Ian Bicking: the old part of his blog

August ChiPy (and the stdlib)

Had the ChiPy meeting on Thursday. Aaron Lav started out with a talk on Unicode and Chinese. One thing that I hadn't realized about Unicode is that it needs to be normalized. You can represent characters either as composed or decomposed. E.g., e' could be a single character or two characters (the e and the '). Of course this has a dramatic effect on searching, string length, etc. From what Aaron said the display support for the decomposed form isn't very good, but he made use of it for constructing pronunciation guides and then turned it into the composed form. The unicodedata module has a normalize function to handle this.

I'd also had the vague impression that Chinese was one character per word. But of course there's too many words for that. But there are no spaces, so it's not immediately clear where the word boundaries are (at least to a computer, and certain it is unclear to me eye). So the middleproxy application actually scans every three-character combination for possible "words". That reminded me a great deal of this presentation.

I gave a presentation on setuptools, mostly hoping to introduce all the things you can do, and how to distribute packages.

At the end Chris McAvoy brought up the issue of the standard library. I had kind of forgotten about it, but that's what got me to thinking about versioned imports some time ago, and I think Setuptools has an important place there.

So, the story goes like this: the standard library isn't advancing very fast. Little of the neat new stuff in Python is in the standard library, with a few small exceptions, and when neat new stuff is in the standard library it's often not really helpful for a few years anyway, since it's not in the standard library in old versions of Python. And the standard library is stuck in a release cycle that is really slow -- slow releases are okay for a core language (good even!) but not for the software built on that language.

Setuptools doesn't improve the standard library. The standard library has some advantages over other libraries, but I think we need to figure out how to develop outside of the standard library with those same advantages, and that's what Setuptools (really the whole family of setuptools, easy_install.py, Python Eggs, and pkg_resources) give us. Or at least move us in the right direction. The Cheese Shop is also important, and the PEP process can still be applicable to libraries not in the standard library.
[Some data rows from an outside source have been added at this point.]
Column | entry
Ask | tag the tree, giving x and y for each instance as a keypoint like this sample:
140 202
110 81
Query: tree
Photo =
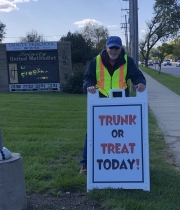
164 51
97 34
2 31
81 49
32 36
164 25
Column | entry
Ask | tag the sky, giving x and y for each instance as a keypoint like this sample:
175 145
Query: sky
55 18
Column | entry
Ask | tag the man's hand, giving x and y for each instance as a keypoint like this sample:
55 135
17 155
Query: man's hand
140 87
91 89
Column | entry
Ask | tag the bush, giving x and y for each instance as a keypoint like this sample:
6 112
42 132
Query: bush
74 83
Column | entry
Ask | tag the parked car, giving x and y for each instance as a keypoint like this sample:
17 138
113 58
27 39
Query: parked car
167 62
150 63
178 63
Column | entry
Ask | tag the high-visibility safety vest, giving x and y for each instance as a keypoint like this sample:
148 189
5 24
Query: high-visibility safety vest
104 80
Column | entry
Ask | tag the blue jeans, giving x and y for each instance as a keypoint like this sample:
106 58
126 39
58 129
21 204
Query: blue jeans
84 155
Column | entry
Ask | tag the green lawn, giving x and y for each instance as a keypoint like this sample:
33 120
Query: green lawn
48 130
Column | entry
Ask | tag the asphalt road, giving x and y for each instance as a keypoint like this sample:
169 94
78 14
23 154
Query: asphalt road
173 70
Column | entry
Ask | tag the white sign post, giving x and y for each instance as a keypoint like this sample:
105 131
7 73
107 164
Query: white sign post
117 142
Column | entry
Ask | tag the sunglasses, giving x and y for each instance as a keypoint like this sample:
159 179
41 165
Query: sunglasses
114 47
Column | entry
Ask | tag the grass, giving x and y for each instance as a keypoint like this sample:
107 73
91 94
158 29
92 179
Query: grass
48 130
171 82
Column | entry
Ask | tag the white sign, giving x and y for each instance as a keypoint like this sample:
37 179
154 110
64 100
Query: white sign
31 46
118 144
34 87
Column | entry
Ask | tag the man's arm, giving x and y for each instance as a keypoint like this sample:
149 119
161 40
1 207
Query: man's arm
89 81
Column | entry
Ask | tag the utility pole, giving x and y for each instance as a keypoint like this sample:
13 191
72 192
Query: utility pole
133 22
125 26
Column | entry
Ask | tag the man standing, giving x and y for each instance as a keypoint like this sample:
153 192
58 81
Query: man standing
110 70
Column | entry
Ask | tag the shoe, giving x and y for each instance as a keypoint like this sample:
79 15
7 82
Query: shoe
83 169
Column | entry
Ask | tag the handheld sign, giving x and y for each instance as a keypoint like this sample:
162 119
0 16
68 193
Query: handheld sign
117 142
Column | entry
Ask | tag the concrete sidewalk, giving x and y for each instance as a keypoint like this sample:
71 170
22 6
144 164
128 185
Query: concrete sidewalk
165 105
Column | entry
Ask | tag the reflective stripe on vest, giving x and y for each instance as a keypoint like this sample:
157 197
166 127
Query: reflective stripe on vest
104 80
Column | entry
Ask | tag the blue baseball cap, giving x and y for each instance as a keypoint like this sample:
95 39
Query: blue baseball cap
114 41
For instance, if Web-SIG creates libraries on top of WSGI I think some PEP-ish process is appropriate (giving some consensus and authority to the library), even though the library can't reasonably be distributed with the Python standard library.

Created 13 Aug '05

Comments:

There are all sorts of messy hacks in Unicode.

Take Devanagari for example. Devanagari is the Indian script used to write classical sanskrit, hindi, nepali, marathi and some other languages adding up to the mother tongues of several hundred million people. So quite important to get right really. Devanagari is a kind-of-syllabic alphabet in which consonants are normally are read as including an implicit "a" sound - so "t" is read as "ta". (Unless it's at the end of a word in hindi, I believe). There are supplementary characters to replace the "a" with other vowels or suppress it completely at the end of a word (except in hindi, where it's suppressed automatically anyway at the end a word. I think).
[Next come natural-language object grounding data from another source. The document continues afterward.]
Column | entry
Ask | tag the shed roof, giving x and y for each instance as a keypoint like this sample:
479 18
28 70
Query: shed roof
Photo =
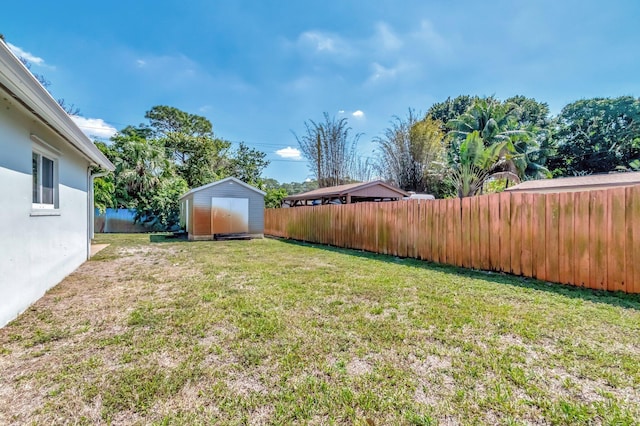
225 180
341 190
18 82
578 183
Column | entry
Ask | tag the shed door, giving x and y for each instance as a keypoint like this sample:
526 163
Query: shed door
229 215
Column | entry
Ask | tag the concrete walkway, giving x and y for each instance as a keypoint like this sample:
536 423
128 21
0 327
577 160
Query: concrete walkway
95 248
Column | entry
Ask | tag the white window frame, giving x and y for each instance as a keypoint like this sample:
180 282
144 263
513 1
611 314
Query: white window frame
44 150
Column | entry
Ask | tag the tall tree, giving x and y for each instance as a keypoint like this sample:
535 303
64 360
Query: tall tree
498 122
450 109
247 164
597 135
474 164
411 151
189 141
330 149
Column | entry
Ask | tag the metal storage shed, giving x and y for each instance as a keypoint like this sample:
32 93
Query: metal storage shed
228 207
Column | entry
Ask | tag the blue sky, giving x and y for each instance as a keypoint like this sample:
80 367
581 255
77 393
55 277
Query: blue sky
259 69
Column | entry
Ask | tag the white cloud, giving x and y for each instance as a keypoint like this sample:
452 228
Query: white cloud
21 53
381 72
321 42
386 38
289 153
94 127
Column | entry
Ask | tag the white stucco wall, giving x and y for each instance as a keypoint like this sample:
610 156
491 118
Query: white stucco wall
36 252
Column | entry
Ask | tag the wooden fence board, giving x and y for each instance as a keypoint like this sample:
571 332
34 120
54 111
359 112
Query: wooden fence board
485 238
566 250
494 230
633 239
581 239
474 232
588 238
552 238
421 229
449 223
505 232
442 227
616 240
466 232
597 240
435 234
538 238
428 229
526 218
517 200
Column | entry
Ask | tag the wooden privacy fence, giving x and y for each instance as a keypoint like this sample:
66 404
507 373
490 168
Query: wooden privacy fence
589 239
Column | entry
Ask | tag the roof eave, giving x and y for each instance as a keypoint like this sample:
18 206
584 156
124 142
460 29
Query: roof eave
23 87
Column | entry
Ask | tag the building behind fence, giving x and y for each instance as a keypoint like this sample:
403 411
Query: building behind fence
589 239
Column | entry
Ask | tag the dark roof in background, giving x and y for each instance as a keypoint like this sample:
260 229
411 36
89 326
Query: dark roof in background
590 181
341 190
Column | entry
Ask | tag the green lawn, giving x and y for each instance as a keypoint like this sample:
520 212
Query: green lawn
160 331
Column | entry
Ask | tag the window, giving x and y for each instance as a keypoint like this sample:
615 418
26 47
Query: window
45 181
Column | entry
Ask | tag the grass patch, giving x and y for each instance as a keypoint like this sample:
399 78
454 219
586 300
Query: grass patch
165 331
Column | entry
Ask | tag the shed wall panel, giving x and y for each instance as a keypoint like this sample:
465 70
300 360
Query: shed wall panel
201 207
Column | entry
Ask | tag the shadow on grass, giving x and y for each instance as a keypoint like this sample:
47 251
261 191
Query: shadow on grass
168 238
619 299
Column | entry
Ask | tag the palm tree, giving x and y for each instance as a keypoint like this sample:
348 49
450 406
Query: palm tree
476 163
497 122
141 165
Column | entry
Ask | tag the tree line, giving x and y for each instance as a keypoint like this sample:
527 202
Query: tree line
470 144
158 161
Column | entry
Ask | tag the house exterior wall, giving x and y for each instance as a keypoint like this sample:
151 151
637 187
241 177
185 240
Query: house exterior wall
200 207
37 251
There are also compound consonants, e.g. the "tr" in the word "sutra". These have their own written characters, which are (mostly) recognisable as combined versions of the two root characters. These ligature characters are not conventionally regarded as letters in their own right even though they are written/printed as single characters, and they don't have their own unicode code points. Instead the "tra" in "sutra" is written as three code points: Ux0924 TA, Ux094D VIRAMA to suppress the implicit A in TA, Ux0930 RA.

So how many characters is Ux0924Ux094DUx0930?

It's one on the printed (rendered) page. Linguistically it's normally regarded as two, TA & RA combined. It certainly isn't three, using the VIRAMA to signal a ligature in that way is a Unicode hack not a part of the real script. (Nor is it six, as some idiot who didn't know they were dealing with a utf-8 encoded version might conclude from counting bytes).

(Sorry for the lots of words and no visible examples. It's late at night, I don't know if your comments system would handle unicode examples correctly, and even if it does several browsers - basically all Mozilla variants - don't display devanagari ligatures correctly anyway. I raised this as a bug nearly a year ago, no sign of progress. Presumably all Indian hackers are southerners and don't care if hindi-speaking northerners get to read stuff on the web or not)

# Alan Little

Ligatures are always a little confusing. But in all honesty, I think it's not unreasonable that the native speakers adapt just as computers adapt, and we meet somewhere in the middle. In some ways it seems gross that we change an entire language and tradition to comply with our technical limitations. But people have been doing that for thousands of years, and they'll do it today regardless of whether it is expected or approved. Spanish officially dropped two letters a few years ago (ch and ll) in recognition of the predominant understanding of what a "letter" is. If I remember correctly, Chinese is traditionally written top-to-bottom, but electronically it seems like left-to-right is the norm. I appreciate the adaptation. Not because everything should match the Western norms, but because the Western norms are notable for how much they themselves have adapted over time, and I believe there's virtue in that.

If Devanagari adapts its ideas of the linguistic meaning of character, or readers recognize the adapted typography of that character, I think that's reasonable. But then I'm not a traditionalist, and I like the idea of a polyglot.

# Ian Bicking

I agree it's an inherently difficult problem. If you're not going to give ligatures their own code points - I assume native speakers were probably consulted and said "no" to that idea - then you have to come up with something. And the something thery came up with is perfectly reasonable.

It still leave us, though, in the situation where there are plausible arguments for the "length" of a single sequence of three code points being one, two -or- three, with my personal preference being two.

# Alan Little